Two men and one woman, with backgrounds in technology, advertising, investment and women’s leadership, spoke about the intersection of technology and gender equality. Though they all now reside in China, our panelists brought an international perspective, with two of them raised in the U.S. and Australia. Here’s a bit more about them:
Here’s what we talked about at YUNQI
What do you see as the biggest challenges to gender equality in your industry and what are your companies doing to combat this?
Compensation and confidence appear to be major barriers when it comes to gender equality in the workplace. While Sorority China is mostly female employees, Michelle points out that some Hollywood actors, who have refused roles in which their female counterpart is paid less, have started to make an impact. It makes the issue public and when men and women come together, it’s easier to achieve equality. Philip talks about how he mentors women to gain confidence in themselves and encourages others to do so. He points out that women tend to be more detail oriented and able to detect when someone is being deceitful, which are highly valued, but that they lack the confidence to assert themselves and their ideas.
How do you think that technology can play a role in achieving gender equality?
Results and connectivity can play a huge rule in achieving gender equality. Technology focuses on results. Martin points out that when we can measure the results of men’s and women’s accomplishments as well as companies’ performance when it comes to gender equality, we’ll be able to take actionable steps towards reducing inequalities. As the CEO of Sorority China, Michelle believes that technology can help women build their “tribe,” an asset that she sees as crucial in women’s professional development. For women to be successful and advance, they need women who can support and guide them. There are incredible resources online via LinkedIn, WeChat and online platforms where women can connect to support one another.

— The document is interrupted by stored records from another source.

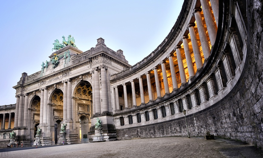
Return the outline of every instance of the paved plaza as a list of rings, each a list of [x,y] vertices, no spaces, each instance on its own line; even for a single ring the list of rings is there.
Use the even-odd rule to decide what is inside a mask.
[[[0,157],[262,158],[263,150],[222,138],[206,140],[201,137],[177,137],[2,148]]]

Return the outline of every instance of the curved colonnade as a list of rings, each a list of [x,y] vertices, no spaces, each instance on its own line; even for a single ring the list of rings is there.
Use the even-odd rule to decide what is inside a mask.
[[[242,96],[237,87],[244,86],[248,67],[245,2],[185,1],[163,42],[137,64],[112,75],[119,139],[187,136],[184,109],[190,135],[208,130],[262,145],[262,129],[248,127],[240,116],[249,96],[233,99]]]

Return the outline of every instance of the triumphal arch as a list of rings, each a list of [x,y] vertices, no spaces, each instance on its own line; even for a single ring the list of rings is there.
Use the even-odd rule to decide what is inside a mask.
[[[14,127],[19,141],[32,143],[39,128],[42,145],[57,144],[61,128],[66,124],[67,143],[89,142],[97,117],[102,122],[104,139],[116,140],[110,75],[131,65],[121,50],[108,48],[102,38],[97,42],[85,52],[75,45],[59,48],[42,62],[41,71],[22,74],[14,87]]]
[[[209,134],[263,147],[262,3],[185,0],[163,42],[132,66],[102,38],[84,52],[71,35],[55,40],[40,71],[13,87],[16,103],[0,106],[0,143]]]

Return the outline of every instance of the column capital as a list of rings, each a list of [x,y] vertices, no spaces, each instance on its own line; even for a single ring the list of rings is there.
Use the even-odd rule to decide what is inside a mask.
[[[160,65],[161,65],[162,64],[164,64],[164,63],[165,64],[166,63],[166,62],[165,61],[162,61],[160,63]]]
[[[195,26],[195,24],[194,23],[191,23],[188,24],[188,27],[194,27]]]
[[[102,65],[99,66],[99,69],[101,69],[102,68],[107,69],[108,68],[108,67],[105,65]]]
[[[199,11],[201,12],[202,11],[202,8],[195,8],[193,9],[193,13],[196,13],[197,11]]]
[[[169,57],[170,57],[171,56],[174,56],[174,55],[173,54],[169,54],[169,55],[168,55],[168,57],[169,58]]]
[[[184,39],[185,38],[189,38],[189,37],[188,36],[185,35],[185,36],[183,36],[183,38],[182,39]]]
[[[175,49],[178,49],[178,48],[182,48],[182,46],[179,45],[177,45],[175,46]]]
[[[156,69],[158,69],[158,68],[158,68],[157,67],[157,66],[156,67],[154,67],[154,68],[153,68],[152,70],[155,70]]]

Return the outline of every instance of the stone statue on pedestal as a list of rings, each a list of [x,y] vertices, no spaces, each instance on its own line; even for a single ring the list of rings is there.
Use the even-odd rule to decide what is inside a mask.
[[[99,120],[99,118],[97,117],[96,119],[97,122],[95,124],[95,128],[101,128],[101,121]]]
[[[14,139],[15,138],[16,134],[15,133],[15,132],[14,131],[12,131],[12,132],[10,132],[9,134],[10,134],[10,139]]]

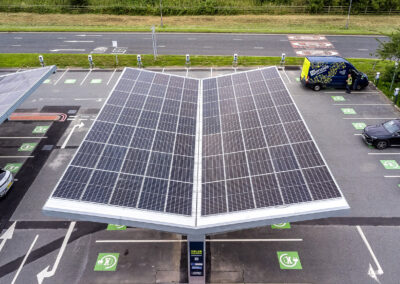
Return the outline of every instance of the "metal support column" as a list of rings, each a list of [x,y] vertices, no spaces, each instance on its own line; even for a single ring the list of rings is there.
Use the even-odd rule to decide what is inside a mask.
[[[188,278],[189,284],[206,283],[206,240],[205,235],[188,235]]]

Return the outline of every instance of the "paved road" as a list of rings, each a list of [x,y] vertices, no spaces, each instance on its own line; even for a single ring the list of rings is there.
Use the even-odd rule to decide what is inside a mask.
[[[186,70],[165,71],[186,74]],[[187,72],[188,76],[204,78],[232,71]],[[18,181],[0,201],[0,230],[16,221],[12,239],[0,249],[0,283],[37,283],[37,274],[47,266],[55,274],[44,284],[66,283],[65,279],[76,284],[187,282],[187,249],[180,235],[140,228],[110,231],[106,224],[78,222],[63,251],[70,222],[42,214],[43,204],[119,75],[118,71],[59,70],[21,105],[20,111],[63,112],[69,115],[66,121],[8,121],[0,125],[0,167],[20,164]],[[399,112],[371,88],[350,95],[343,90],[317,93],[302,88],[298,76],[299,70],[282,71],[352,209],[346,217],[293,223],[290,229],[265,226],[210,236],[207,281],[398,283],[399,179],[387,178],[398,175],[398,170],[385,169],[381,159],[398,160],[399,148],[368,148],[353,123],[376,124],[387,117],[398,117]],[[336,96],[343,97],[335,101]],[[356,114],[346,115],[342,108],[354,108]],[[84,126],[74,129],[80,123]],[[46,125],[49,129],[45,134],[33,135],[33,129]],[[71,131],[71,139],[62,148]],[[22,143],[38,144],[32,152],[20,152]],[[49,145],[52,149],[46,150],[44,146]],[[1,231],[0,236],[3,234]],[[277,252],[297,252],[302,270],[281,269]],[[94,271],[101,253],[119,254],[115,271]],[[382,275],[376,275],[378,267],[384,271]]]
[[[339,54],[370,58],[381,36],[267,34],[157,34],[159,54],[304,56]],[[150,33],[0,33],[0,53],[112,53],[112,41],[126,53],[151,54]]]

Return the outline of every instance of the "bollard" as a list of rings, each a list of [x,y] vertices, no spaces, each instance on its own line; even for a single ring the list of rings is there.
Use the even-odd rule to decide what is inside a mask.
[[[379,84],[379,78],[381,77],[381,72],[376,72],[376,76],[375,76],[375,86],[378,87]]]
[[[39,62],[42,67],[44,67],[44,59],[42,55],[39,55]]]
[[[282,53],[282,55],[281,55],[281,66],[285,65],[285,59],[286,59],[286,54]]]
[[[190,67],[190,55],[186,54],[186,62],[185,62],[186,68]]]
[[[88,61],[89,61],[89,66],[90,66],[90,69],[93,69],[93,58],[92,58],[92,55],[88,55]]]
[[[400,88],[394,89],[394,104],[397,105],[397,98],[399,97],[399,90]]]
[[[236,67],[237,67],[237,64],[238,64],[238,55],[237,55],[237,53],[235,53],[235,54],[233,55],[233,62],[232,62],[232,65],[233,65],[234,68],[236,68]]]

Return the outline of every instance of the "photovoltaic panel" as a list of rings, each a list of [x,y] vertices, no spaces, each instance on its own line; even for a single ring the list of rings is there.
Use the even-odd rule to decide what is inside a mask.
[[[203,81],[202,149],[202,216],[341,197],[276,68]]]
[[[45,206],[186,233],[346,208],[276,68],[126,68]]]
[[[56,66],[48,66],[0,76],[0,123],[55,72]]]
[[[125,69],[53,197],[190,216],[198,89]]]

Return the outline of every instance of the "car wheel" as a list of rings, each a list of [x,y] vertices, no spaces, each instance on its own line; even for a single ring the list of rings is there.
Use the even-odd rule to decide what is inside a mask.
[[[319,84],[314,85],[313,90],[316,91],[316,92],[320,91],[321,90],[321,85],[319,85]]]
[[[383,150],[383,149],[387,148],[387,146],[389,146],[389,145],[388,145],[387,141],[384,141],[384,140],[378,141],[375,144],[375,147],[378,150]]]

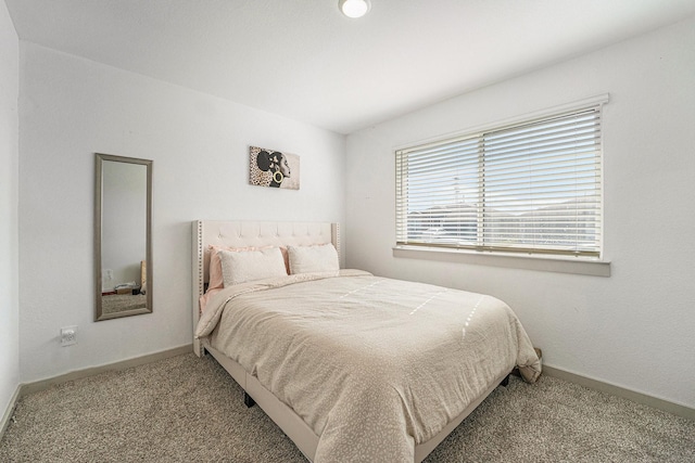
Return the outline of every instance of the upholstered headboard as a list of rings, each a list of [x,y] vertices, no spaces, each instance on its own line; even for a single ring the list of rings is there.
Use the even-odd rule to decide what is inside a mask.
[[[193,331],[200,318],[199,300],[210,279],[211,244],[228,247],[249,246],[311,246],[332,243],[341,256],[340,229],[330,222],[257,222],[194,220],[192,230],[192,309]],[[341,260],[342,267],[342,260]],[[200,343],[193,339],[193,349]]]

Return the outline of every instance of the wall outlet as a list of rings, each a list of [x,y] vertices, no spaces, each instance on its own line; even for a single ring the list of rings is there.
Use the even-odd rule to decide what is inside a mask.
[[[65,326],[61,329],[61,346],[72,346],[77,344],[77,326]]]

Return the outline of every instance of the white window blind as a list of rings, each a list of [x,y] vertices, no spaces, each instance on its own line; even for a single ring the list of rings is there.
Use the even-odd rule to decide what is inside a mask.
[[[601,257],[601,110],[396,151],[397,244]]]

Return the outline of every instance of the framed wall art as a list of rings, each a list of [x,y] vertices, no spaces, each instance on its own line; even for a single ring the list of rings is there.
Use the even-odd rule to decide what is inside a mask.
[[[258,187],[300,189],[300,156],[249,146],[249,183]]]

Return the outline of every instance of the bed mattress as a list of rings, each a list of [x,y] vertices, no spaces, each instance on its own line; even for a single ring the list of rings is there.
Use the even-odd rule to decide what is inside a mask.
[[[491,382],[541,372],[503,301],[358,270],[227,287],[195,335],[319,436],[316,462],[413,461]]]

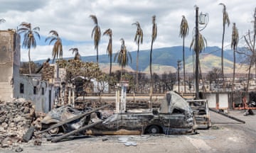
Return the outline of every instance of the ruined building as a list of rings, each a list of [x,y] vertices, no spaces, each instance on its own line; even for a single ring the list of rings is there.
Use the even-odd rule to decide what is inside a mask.
[[[48,112],[53,106],[54,86],[41,75],[19,73],[20,44],[15,30],[0,30],[0,101],[23,98],[33,101],[37,111]]]

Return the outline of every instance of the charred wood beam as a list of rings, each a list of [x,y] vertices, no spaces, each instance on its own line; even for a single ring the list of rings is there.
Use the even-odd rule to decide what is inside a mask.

What advice would you give to audience members to fully integrate gender equality into every aspect of our lives?
Embrace technology, improve your LQ and find a mentor. Technology will radically change the way we live and work. Automation will take over a significant portion of traditionally held jobs, so for men and women to be successful in the future, they need to embrace technological change and not live in fear of it. Find an older mentor who can help you improve your confidence and guide you in your career. With the rate of technological change, it’s difficult to tell what our future will look like and what skills we’ll need to standout in the workforce. Michelle emphasizes the necessity for the Love Quotient (LQ) which she thinks will give women an advantage in the future.